Starting your own business can be nerve wracking, there are a million and one things that you will need to take care of, from the quality of your product or service through to your branding and marketing, from your front of house to your supplies and logistics. Generally speaking when you start your own business you need to take care of all these different areas yourself and there will be an area, or areas, where you struggle. There is a better way: franchising. With franchising you get all the benefits of running your own business with far less risk, many of the secondary tasks and areas are taken care for you when you run a franchise, from marketing to supply, leaving you to focus on your primary business tasks. You can find great franchise businesses for sale right now.

You will find that there are some incredible franchises available right now. You can find one that suits your talents and passions. Running a business under a franchise means that you get all the advantages of being part of a big business, such as the name recognition, the power of bulk buying and the massive advertising budget all while still being your own boss.

When you start a franchise you get a proven business model, you get to open your own business yet you have the support and guidance of a successful team that will help you at every step of the way, which means that you are far more likely to succeed.

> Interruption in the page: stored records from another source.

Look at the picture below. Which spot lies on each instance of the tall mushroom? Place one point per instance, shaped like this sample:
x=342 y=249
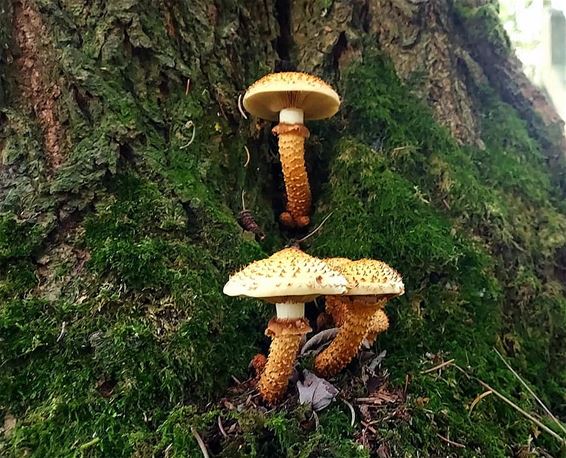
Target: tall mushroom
x=292 y=97
x=371 y=285
x=289 y=278
x=337 y=307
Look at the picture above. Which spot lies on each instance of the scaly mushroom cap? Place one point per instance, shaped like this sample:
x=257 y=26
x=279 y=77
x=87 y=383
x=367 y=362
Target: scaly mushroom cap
x=290 y=275
x=337 y=263
x=276 y=91
x=368 y=277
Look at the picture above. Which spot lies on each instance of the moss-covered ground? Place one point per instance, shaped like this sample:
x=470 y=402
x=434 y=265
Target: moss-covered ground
x=115 y=338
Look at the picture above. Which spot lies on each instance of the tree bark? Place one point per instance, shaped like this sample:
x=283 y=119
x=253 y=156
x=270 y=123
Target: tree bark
x=123 y=155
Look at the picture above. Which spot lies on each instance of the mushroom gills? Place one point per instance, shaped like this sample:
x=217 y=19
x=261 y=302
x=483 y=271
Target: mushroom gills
x=290 y=311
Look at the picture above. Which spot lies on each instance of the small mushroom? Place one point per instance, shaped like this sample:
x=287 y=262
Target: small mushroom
x=337 y=307
x=289 y=278
x=372 y=284
x=292 y=97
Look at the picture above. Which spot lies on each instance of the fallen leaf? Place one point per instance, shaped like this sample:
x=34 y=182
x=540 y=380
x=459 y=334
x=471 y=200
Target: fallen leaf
x=316 y=391
x=319 y=342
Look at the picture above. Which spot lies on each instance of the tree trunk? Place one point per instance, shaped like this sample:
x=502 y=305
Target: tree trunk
x=124 y=156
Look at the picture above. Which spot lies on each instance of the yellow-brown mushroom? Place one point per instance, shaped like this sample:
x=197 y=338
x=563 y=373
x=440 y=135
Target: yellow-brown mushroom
x=289 y=278
x=337 y=307
x=292 y=97
x=371 y=285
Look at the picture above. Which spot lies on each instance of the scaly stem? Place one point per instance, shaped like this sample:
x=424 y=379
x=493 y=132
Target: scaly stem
x=379 y=323
x=348 y=341
x=287 y=335
x=291 y=151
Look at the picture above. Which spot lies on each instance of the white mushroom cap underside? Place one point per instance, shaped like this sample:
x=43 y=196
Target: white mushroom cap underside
x=368 y=277
x=270 y=94
x=289 y=272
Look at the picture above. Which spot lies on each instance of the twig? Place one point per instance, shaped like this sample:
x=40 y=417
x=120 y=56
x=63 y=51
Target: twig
x=221 y=427
x=440 y=366
x=188 y=125
x=368 y=426
x=512 y=404
x=352 y=411
x=530 y=391
x=247 y=156
x=478 y=399
x=200 y=442
x=243 y=113
x=315 y=230
x=455 y=444
x=89 y=444
x=62 y=333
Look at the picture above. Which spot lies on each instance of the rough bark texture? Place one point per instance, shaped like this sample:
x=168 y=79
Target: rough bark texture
x=122 y=165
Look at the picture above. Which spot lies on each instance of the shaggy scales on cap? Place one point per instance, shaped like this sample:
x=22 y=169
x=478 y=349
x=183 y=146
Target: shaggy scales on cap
x=292 y=97
x=372 y=284
x=289 y=278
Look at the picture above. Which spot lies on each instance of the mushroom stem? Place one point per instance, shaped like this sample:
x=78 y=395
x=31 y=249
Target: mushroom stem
x=349 y=339
x=292 y=151
x=287 y=336
x=337 y=307
x=379 y=323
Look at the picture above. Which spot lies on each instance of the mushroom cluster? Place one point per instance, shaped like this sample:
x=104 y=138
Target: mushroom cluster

Starting a franchise also means that a you will have a shorter time to opening, you will be give both initial training and ongoing support and you will benefit from having a network of peers (fellow franchisees) who can provide advice and moral support through annual conferences, and franchisee associations; and, increasingly, assistance with securing funding.

If you want to find some great business franchises in Australia then you need to work out what kind of work you want to do. Many people who want to start their own franchise are keen to become more free in their work lives, meaning that a good franchise is one where they are mobile and can pick and choose which clients or customers to pick up.

Take a pool cleaning franchise, you can work in the area near your home and can choose how much you work. You can find some great pool business for sale right now.